To achieve stable distribution often takes the form of getting high quality tenants, achieving high occupancy and a proactive lease management. Creating additional value requires that Ascendas reit purchase new investments at an attractive hurdle rate. Further, these acquisitions must be financed in a manner that is distribution accretive to the unitholders.
Recent Financial performance
For 1H 2020
Gross revenue for the first half of 2020 grew 14.6% from 454 million to 521 million. Net property income also grew 12.2 % YoY. Net Property Income grew less than gross revenue due to the increase in property operating expenses. However, due to the increase in FX differences, total return for the period was down 1% yoy.
Over the last 5 years, revenue growth averaged at 8.6% yoy. Revenue increase from both rental reversion and increase in the size of its property portfolio. Net property income increased 11% yoy.
Ascendas Reit has a Return on Invested Capital with an average of 5.17% in the last 5 years. It reached a peak of 5.84% in 2017 and declined to 4.51% in 2019. While A-Reit continues to make a positive economic spread of around 0.3%, its weighted cost of capital is around 4.2%. This means that Ascendas Reit has been finding it increasingly difficult to get a positive spread on every dollar of invested capital. This is not surprising as new acquisitions continue to be relatively expensive, relative to A-Reit’s cost of capital.
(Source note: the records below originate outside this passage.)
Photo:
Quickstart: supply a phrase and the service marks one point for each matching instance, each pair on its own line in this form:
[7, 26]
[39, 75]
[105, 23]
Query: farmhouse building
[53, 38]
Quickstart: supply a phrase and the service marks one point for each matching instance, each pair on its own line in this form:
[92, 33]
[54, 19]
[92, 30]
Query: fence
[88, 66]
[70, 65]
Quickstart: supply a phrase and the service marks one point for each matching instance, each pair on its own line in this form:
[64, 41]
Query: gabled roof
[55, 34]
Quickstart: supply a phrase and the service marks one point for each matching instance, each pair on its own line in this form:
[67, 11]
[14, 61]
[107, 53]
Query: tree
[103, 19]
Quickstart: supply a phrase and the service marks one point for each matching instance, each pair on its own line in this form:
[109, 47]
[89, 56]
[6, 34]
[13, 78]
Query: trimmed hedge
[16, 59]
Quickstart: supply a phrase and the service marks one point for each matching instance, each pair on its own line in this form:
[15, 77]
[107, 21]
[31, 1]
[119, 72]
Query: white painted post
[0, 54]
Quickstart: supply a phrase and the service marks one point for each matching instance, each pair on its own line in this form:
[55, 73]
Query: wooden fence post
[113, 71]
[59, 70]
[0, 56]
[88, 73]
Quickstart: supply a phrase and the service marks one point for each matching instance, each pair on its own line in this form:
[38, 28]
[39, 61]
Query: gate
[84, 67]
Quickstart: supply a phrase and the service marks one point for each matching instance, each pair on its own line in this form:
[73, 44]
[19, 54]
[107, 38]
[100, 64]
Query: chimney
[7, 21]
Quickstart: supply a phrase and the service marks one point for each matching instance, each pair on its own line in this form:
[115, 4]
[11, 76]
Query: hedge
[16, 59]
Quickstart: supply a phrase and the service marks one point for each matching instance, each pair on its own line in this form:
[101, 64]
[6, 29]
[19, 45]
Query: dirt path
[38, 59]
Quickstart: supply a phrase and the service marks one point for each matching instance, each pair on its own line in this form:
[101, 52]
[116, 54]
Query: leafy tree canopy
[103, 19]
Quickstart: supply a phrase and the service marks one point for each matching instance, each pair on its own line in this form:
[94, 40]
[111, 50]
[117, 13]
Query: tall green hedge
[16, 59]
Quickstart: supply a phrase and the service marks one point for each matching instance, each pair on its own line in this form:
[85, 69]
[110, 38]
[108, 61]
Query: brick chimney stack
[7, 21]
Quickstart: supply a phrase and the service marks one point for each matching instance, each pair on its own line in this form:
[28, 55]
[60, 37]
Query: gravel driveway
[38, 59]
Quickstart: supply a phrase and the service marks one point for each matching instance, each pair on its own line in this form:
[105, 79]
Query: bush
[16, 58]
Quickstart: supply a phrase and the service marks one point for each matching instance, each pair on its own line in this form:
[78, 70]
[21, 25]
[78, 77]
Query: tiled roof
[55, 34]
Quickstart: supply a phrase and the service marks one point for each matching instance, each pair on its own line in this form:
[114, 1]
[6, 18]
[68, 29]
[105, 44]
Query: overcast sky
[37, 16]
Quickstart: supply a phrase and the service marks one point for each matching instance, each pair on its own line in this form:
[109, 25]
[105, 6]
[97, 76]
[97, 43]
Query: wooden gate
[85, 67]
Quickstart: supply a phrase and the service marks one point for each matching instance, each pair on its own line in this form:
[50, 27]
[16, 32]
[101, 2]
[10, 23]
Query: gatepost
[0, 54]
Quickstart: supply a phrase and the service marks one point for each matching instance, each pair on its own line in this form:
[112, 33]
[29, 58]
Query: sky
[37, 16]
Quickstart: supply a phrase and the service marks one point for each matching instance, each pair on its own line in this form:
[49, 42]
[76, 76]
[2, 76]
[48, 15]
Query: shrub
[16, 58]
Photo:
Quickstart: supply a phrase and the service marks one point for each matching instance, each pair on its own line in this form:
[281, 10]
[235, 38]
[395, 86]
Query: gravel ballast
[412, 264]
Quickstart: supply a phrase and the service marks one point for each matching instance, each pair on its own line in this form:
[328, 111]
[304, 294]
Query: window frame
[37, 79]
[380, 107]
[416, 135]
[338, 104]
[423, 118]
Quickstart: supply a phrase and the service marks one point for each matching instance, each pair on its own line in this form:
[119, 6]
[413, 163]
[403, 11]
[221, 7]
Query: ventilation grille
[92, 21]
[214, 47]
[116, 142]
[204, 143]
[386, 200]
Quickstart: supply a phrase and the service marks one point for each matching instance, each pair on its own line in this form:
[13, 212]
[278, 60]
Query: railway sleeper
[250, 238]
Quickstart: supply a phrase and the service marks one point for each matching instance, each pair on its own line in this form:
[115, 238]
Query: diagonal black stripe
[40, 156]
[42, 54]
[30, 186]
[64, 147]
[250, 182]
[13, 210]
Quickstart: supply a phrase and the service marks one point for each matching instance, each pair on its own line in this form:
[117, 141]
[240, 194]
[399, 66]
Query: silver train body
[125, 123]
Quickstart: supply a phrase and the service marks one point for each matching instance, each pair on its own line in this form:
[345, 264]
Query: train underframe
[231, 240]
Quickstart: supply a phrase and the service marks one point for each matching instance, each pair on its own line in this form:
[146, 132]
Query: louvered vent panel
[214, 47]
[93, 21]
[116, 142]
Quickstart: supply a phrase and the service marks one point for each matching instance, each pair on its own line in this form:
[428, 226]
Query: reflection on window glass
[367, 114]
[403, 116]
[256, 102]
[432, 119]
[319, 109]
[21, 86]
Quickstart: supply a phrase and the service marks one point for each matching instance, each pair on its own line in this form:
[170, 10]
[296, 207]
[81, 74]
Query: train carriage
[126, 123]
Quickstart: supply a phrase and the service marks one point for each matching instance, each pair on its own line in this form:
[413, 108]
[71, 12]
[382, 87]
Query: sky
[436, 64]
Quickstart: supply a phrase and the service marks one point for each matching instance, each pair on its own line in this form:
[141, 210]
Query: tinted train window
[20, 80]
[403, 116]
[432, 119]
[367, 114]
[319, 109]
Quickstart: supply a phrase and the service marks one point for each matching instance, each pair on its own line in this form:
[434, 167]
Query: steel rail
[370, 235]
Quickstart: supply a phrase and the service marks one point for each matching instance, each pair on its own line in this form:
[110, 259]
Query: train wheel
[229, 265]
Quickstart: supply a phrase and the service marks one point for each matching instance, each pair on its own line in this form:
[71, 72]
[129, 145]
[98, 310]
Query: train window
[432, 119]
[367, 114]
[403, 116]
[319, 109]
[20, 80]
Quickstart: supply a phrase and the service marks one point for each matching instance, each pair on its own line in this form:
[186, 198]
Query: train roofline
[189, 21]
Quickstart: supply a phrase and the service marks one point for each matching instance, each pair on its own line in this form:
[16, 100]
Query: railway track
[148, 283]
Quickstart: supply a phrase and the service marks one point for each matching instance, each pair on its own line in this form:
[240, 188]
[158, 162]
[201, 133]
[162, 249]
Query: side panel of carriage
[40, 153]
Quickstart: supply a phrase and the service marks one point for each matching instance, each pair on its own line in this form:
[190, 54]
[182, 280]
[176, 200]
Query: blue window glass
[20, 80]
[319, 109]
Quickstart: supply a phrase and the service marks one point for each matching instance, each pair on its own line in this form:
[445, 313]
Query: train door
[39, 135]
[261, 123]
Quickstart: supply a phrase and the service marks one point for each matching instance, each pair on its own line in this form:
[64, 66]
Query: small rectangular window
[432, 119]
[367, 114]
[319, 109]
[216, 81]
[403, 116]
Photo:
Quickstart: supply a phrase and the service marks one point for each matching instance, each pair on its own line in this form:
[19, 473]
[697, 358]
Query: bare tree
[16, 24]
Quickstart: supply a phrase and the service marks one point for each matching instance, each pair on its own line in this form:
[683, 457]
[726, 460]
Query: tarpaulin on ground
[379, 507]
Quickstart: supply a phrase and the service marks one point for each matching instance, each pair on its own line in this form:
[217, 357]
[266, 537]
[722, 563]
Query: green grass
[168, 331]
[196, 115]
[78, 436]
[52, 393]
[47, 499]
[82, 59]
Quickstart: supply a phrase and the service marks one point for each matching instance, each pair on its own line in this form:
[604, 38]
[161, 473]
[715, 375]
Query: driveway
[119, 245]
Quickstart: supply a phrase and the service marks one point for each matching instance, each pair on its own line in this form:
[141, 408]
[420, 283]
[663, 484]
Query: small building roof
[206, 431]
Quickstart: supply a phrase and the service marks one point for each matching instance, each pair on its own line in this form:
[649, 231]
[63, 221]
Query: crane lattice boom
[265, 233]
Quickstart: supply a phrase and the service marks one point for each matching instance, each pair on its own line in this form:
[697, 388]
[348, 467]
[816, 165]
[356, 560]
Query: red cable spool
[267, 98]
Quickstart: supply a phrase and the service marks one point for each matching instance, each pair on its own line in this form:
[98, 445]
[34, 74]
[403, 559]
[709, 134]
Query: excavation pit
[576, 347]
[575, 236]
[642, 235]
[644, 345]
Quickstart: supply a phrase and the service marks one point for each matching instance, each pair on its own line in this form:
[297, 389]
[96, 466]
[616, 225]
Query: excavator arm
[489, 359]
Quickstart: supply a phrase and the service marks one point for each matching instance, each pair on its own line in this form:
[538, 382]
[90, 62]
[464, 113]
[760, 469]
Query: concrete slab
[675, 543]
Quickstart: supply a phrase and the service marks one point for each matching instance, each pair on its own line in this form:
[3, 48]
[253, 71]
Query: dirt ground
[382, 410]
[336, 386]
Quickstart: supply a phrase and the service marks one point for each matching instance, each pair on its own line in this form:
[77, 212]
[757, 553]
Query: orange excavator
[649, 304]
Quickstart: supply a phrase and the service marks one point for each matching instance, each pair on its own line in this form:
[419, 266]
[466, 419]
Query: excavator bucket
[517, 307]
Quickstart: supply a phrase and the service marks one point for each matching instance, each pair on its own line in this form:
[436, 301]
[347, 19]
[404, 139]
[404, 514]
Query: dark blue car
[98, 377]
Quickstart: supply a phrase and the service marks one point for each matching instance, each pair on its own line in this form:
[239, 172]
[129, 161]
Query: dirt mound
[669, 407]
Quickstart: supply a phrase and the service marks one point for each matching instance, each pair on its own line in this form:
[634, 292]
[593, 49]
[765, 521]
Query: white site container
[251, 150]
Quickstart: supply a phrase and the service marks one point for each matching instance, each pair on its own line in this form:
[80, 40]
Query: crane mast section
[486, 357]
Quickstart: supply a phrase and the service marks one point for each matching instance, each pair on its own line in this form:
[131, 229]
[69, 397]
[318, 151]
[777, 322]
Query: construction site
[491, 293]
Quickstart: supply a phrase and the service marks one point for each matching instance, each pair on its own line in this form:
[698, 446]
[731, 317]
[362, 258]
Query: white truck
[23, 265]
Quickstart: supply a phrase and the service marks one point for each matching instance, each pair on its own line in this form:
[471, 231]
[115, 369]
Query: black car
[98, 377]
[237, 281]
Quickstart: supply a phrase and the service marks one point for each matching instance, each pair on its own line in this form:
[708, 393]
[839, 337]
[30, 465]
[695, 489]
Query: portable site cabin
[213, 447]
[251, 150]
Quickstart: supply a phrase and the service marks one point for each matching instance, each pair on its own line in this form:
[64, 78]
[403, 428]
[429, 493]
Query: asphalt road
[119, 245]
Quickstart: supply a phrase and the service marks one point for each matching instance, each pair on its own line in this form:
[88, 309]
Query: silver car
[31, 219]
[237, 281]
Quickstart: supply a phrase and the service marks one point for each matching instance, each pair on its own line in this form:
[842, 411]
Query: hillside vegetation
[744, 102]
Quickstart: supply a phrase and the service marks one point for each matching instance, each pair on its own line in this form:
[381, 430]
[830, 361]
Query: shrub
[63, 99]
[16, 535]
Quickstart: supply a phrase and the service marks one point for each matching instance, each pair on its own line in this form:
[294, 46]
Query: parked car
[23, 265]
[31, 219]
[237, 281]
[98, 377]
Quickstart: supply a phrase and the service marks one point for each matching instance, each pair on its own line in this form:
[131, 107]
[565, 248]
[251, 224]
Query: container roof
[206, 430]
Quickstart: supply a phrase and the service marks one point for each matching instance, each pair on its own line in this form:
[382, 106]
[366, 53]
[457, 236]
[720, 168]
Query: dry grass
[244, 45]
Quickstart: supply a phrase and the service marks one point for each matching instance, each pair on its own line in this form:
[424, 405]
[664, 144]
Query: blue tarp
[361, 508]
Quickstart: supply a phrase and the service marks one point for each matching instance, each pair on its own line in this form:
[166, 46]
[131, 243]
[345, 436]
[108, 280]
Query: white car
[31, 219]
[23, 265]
Given a Weighted average cost of capital of around 4.2% and a Return on invested capital of 4.6%; we found that assuming the following
- a perpetuity growth rate of 2.15%
- current year Net Operating Profit After Tax of SGD 606 million
- an average 4% Revenue Growth for the next 6 years
will get us to an intrinsic value of SGD 3.07, which is close to the current share price of SGD 3.02. While there are other combination of values that can potentially help us arrive at a share price of SGD 3.07, we found these scenarios to be the most plausible.